Karen B. August 25, 2022

This is easy and yummy. You can skip frying shallots and use jarred fried shallots in a pinch. The only change I made is to cut the green beans in half instead of leaving them whole after trimming.

Cecille D. December 7, 2020

I am thinking of making this dish but I am sodium sensitive and wonder how much salt I can leave out of this dish? I cook with very little salt, knowing people can always salt their food at the table. It's not perfect, but it helps me to be able to eat wonderful food

sharskee December 7, 2020

I think you can cut back a fair amount— the fried shallots add a lot of flavor as does letting the sauce reduce significantly to get mushroom flavor.

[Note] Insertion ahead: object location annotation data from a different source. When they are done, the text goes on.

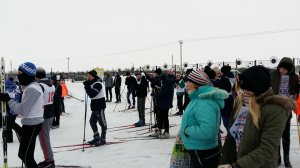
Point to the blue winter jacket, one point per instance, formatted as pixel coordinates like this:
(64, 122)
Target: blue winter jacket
(201, 119)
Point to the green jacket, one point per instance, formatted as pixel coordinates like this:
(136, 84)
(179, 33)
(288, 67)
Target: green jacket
(259, 147)
(201, 119)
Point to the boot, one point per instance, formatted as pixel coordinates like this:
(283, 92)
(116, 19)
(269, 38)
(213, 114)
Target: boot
(287, 162)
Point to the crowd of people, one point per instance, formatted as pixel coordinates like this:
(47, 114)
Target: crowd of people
(254, 104)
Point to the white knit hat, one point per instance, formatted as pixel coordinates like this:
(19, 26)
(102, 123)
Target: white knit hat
(198, 77)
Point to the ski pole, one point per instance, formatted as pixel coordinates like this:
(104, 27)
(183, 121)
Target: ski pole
(297, 121)
(85, 113)
(150, 124)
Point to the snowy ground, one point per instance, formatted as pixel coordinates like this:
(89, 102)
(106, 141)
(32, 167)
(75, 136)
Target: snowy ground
(138, 153)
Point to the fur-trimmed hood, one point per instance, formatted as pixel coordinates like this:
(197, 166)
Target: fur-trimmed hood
(269, 98)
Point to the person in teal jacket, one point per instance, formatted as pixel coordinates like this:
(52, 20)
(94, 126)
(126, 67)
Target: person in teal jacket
(201, 121)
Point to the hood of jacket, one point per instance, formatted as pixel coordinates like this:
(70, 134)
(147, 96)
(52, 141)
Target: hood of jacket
(209, 92)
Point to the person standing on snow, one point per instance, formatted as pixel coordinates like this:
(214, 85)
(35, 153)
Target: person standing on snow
(44, 135)
(141, 94)
(130, 81)
(201, 121)
(64, 93)
(117, 85)
(95, 90)
(180, 89)
(31, 111)
(257, 122)
(284, 82)
(109, 83)
(57, 102)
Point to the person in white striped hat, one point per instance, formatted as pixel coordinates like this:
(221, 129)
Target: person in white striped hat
(201, 121)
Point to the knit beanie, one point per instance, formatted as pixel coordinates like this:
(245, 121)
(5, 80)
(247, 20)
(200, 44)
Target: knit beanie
(158, 71)
(93, 73)
(28, 68)
(198, 77)
(255, 79)
(226, 69)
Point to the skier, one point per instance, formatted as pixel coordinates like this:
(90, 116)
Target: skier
(130, 81)
(31, 110)
(13, 90)
(201, 121)
(180, 88)
(56, 101)
(44, 135)
(64, 93)
(141, 93)
(155, 85)
(165, 100)
(95, 90)
(226, 83)
(284, 82)
(257, 122)
(108, 81)
(117, 85)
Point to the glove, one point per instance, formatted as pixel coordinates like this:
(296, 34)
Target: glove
(4, 97)
(225, 166)
(85, 83)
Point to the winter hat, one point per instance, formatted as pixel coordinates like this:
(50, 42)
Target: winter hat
(286, 63)
(158, 71)
(28, 68)
(93, 73)
(255, 79)
(226, 69)
(40, 73)
(198, 77)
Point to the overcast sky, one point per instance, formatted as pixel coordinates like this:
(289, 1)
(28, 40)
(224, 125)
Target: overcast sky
(120, 33)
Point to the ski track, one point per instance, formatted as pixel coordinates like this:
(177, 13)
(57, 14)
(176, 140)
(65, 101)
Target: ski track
(135, 153)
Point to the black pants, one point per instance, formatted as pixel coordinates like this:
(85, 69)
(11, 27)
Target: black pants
(141, 107)
(108, 89)
(163, 119)
(57, 112)
(180, 103)
(27, 145)
(205, 158)
(186, 100)
(62, 104)
(98, 116)
(12, 125)
(286, 139)
(118, 95)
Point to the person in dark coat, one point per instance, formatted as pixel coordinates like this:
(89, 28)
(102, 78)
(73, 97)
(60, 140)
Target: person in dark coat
(284, 82)
(155, 83)
(165, 102)
(56, 102)
(226, 83)
(130, 81)
(141, 94)
(117, 85)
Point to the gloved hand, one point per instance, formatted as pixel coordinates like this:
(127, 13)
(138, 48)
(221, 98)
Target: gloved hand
(4, 97)
(85, 83)
(225, 166)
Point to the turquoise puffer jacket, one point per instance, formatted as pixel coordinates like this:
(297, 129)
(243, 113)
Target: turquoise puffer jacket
(201, 119)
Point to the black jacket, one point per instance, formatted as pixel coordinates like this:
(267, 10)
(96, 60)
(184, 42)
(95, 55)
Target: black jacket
(96, 104)
(141, 89)
(166, 93)
(57, 100)
(49, 108)
(131, 83)
(117, 81)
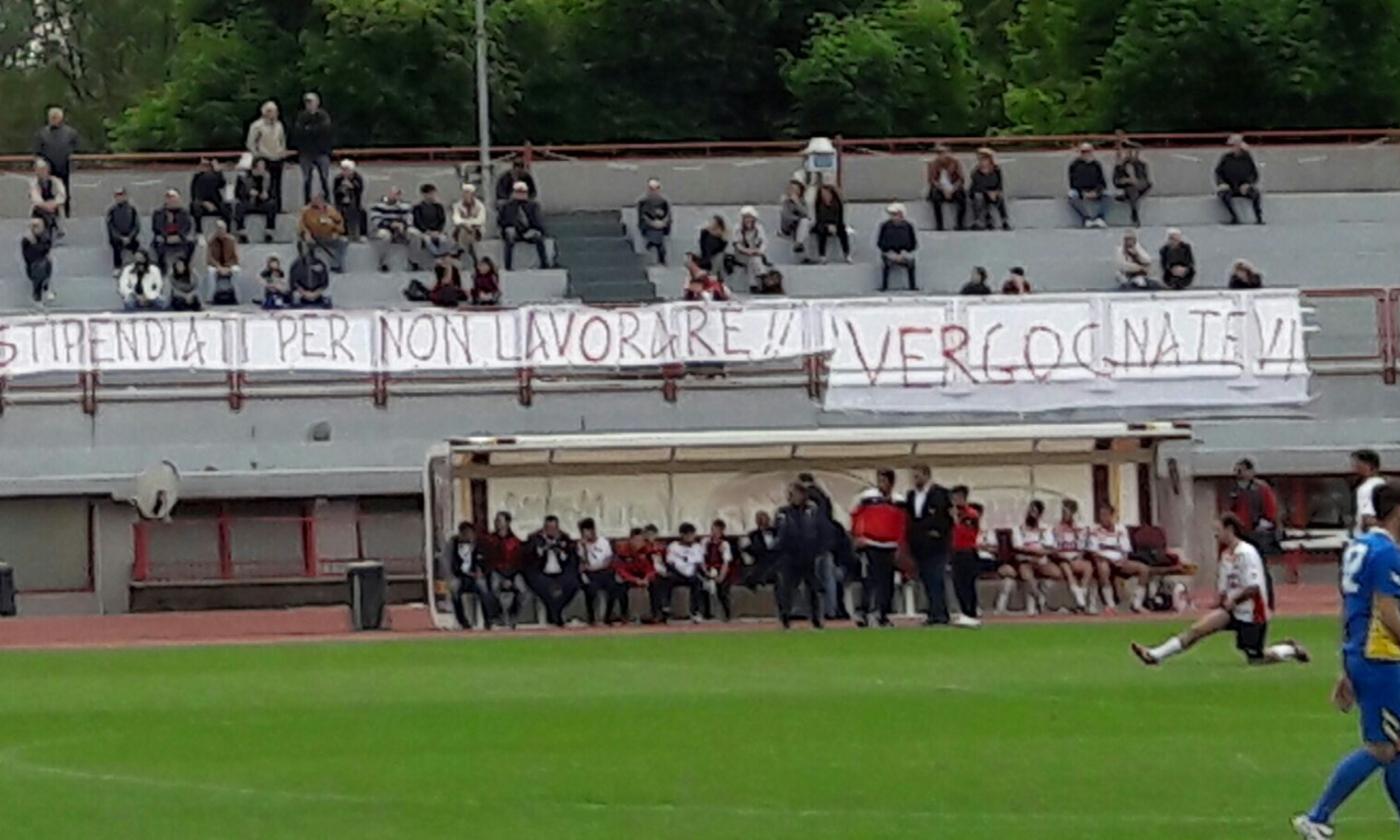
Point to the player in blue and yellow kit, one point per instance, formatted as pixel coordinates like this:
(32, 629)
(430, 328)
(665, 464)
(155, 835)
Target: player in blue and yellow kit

You might want to sub something like miso paste for some/all of the salt you plan to use so you’re adding in flavor depth even though you’re taking away the saltiness.

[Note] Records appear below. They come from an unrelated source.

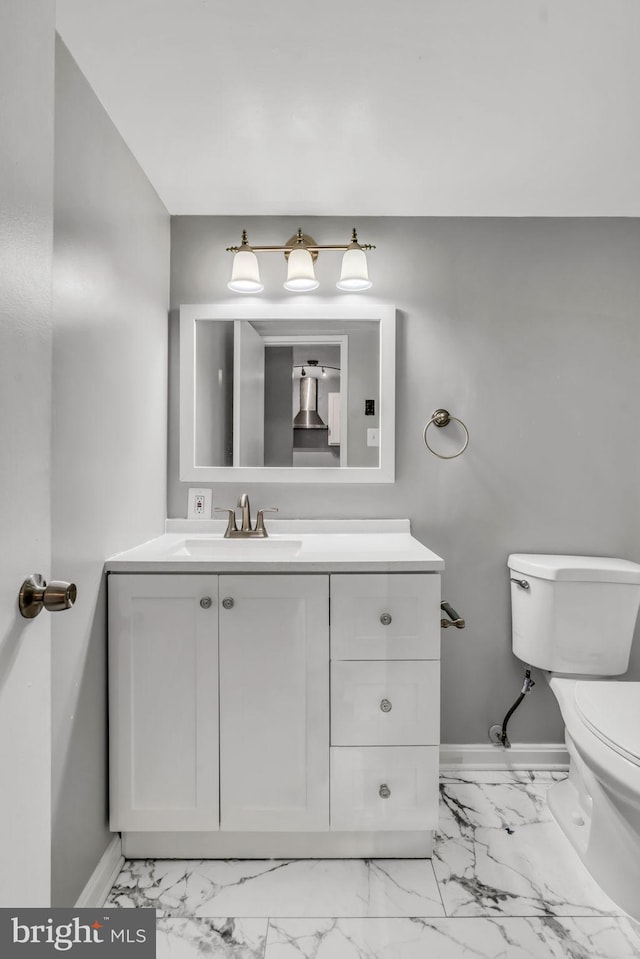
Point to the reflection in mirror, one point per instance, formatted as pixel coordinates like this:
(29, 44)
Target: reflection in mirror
(273, 398)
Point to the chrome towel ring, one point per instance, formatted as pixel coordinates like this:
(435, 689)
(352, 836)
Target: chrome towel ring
(442, 418)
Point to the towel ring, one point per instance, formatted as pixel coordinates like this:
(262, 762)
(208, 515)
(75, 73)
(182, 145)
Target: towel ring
(442, 418)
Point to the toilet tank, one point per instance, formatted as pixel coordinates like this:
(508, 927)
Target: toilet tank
(576, 614)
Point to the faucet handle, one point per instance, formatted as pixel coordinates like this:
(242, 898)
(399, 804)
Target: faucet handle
(231, 525)
(260, 527)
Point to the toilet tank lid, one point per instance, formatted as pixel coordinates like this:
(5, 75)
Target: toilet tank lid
(602, 569)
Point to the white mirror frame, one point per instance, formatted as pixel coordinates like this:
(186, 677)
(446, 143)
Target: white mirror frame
(332, 311)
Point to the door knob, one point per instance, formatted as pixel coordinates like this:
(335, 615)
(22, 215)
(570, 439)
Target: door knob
(35, 595)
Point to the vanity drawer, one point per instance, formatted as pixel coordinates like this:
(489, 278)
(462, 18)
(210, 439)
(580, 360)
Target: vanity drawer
(384, 787)
(385, 703)
(385, 616)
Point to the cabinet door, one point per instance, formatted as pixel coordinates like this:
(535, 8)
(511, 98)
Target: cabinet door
(163, 702)
(274, 702)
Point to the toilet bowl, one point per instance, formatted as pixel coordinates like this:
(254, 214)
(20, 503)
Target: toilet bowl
(598, 805)
(565, 620)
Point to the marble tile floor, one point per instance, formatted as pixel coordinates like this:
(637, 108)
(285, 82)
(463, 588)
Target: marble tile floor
(504, 883)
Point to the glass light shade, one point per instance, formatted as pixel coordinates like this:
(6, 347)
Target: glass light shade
(300, 275)
(245, 276)
(354, 275)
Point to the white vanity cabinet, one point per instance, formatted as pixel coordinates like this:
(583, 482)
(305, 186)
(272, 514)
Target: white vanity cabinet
(385, 701)
(163, 702)
(274, 708)
(274, 714)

Lora-Ellen M. November 20, 2022

The salt used for the water is used heavily, so a bit permeates the skin of the bean. 90 percent of the salt stays in the water but if you use less, the beans won't be seasoned at all.

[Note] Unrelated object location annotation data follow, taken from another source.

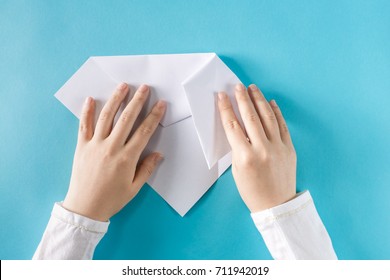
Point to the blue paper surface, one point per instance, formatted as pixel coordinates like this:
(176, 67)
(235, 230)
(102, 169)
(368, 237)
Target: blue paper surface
(327, 63)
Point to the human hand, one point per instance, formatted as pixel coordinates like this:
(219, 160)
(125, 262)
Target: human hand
(106, 172)
(264, 159)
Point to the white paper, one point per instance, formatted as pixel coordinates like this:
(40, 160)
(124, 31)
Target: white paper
(191, 137)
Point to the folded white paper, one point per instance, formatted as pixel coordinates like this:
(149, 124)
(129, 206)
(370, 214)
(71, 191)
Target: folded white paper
(191, 137)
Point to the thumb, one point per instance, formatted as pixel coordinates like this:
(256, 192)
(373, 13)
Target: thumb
(146, 169)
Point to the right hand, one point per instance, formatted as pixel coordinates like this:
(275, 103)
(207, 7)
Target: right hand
(264, 158)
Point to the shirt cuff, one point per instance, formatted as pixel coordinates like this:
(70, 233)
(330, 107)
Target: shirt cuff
(289, 208)
(294, 230)
(79, 221)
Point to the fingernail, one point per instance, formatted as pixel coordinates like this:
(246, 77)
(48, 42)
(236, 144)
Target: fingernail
(143, 88)
(253, 87)
(221, 95)
(158, 157)
(161, 104)
(240, 87)
(122, 86)
(88, 100)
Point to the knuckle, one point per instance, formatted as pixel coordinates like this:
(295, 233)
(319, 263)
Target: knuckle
(138, 99)
(270, 116)
(104, 115)
(232, 124)
(83, 127)
(126, 116)
(248, 160)
(252, 117)
(284, 128)
(225, 107)
(117, 96)
(145, 130)
(149, 170)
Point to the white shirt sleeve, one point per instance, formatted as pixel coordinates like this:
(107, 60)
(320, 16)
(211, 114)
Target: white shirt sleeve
(69, 236)
(294, 230)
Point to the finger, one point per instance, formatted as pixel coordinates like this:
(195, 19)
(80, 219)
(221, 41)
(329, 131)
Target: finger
(232, 127)
(249, 115)
(141, 136)
(284, 133)
(86, 120)
(106, 117)
(267, 116)
(128, 117)
(145, 170)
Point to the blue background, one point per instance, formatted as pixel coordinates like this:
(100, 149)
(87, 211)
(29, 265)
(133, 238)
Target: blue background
(327, 63)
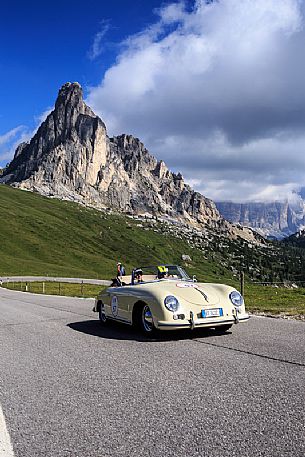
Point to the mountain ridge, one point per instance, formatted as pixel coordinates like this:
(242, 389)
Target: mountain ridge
(71, 157)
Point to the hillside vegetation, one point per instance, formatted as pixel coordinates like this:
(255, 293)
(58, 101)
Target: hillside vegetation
(46, 236)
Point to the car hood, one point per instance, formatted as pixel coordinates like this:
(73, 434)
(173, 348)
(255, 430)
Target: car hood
(195, 293)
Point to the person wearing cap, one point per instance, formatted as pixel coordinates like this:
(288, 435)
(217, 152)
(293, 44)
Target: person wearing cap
(120, 270)
(162, 271)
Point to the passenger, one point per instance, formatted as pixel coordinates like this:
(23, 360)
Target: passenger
(162, 272)
(120, 270)
(139, 275)
(116, 282)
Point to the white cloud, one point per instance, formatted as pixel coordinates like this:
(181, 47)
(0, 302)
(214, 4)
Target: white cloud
(97, 45)
(217, 92)
(11, 134)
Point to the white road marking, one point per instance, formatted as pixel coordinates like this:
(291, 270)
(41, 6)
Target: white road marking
(6, 448)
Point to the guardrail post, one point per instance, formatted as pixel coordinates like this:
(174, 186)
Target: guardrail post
(242, 283)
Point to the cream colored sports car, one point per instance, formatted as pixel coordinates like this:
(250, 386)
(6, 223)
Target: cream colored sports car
(166, 298)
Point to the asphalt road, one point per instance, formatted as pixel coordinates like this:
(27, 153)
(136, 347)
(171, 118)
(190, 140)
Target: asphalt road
(71, 388)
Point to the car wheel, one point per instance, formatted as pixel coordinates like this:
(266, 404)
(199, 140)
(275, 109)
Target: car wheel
(223, 328)
(143, 319)
(101, 314)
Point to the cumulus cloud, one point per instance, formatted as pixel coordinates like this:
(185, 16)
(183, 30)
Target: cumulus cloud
(8, 143)
(217, 91)
(97, 45)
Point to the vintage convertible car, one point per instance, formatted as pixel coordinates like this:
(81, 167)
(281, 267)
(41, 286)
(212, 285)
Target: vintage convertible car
(166, 298)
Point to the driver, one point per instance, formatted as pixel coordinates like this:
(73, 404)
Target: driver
(162, 272)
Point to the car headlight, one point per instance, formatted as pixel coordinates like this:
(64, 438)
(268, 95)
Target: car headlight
(236, 298)
(171, 303)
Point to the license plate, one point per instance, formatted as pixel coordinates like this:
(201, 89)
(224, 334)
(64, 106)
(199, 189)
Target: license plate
(215, 312)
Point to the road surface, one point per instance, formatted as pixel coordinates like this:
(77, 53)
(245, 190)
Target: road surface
(71, 388)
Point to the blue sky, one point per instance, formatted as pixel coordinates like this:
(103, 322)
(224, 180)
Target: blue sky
(214, 88)
(45, 44)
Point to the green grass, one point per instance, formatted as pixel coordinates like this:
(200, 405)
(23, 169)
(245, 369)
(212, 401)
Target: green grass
(43, 236)
(275, 300)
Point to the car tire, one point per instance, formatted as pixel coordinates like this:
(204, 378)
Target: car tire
(101, 314)
(223, 328)
(144, 319)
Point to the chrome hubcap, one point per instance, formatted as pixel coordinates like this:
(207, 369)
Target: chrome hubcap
(147, 319)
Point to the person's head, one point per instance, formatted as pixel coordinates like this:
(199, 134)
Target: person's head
(162, 272)
(139, 275)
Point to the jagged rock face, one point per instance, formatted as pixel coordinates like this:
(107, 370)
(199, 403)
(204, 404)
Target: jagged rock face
(72, 157)
(270, 219)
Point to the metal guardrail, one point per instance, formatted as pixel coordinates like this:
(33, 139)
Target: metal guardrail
(45, 285)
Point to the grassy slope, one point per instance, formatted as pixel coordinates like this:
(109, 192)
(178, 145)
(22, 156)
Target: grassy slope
(39, 235)
(47, 236)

Daniel S. November 24, 2020

This has become a staple for my Thanksgiving dinner for the last couple of years now and I can tell you it’s a lifesaver and definitely one that gets eaten first and never any leftovers. Have tried a couple of variations of this with asparagus and substitutions with boxed onions 😑 however this recipe is amazing on its own and needs no changes. 😋

sharskee November 23, 2020

Delicious! I bumped up the mushroom "soup" with a bit of miso and it was a VERY good choice. Left it a little less runny than I think the directions called for so I could serve it over rice for a pre-Thanksgiving meal that still gave us Thanksgiving vibes.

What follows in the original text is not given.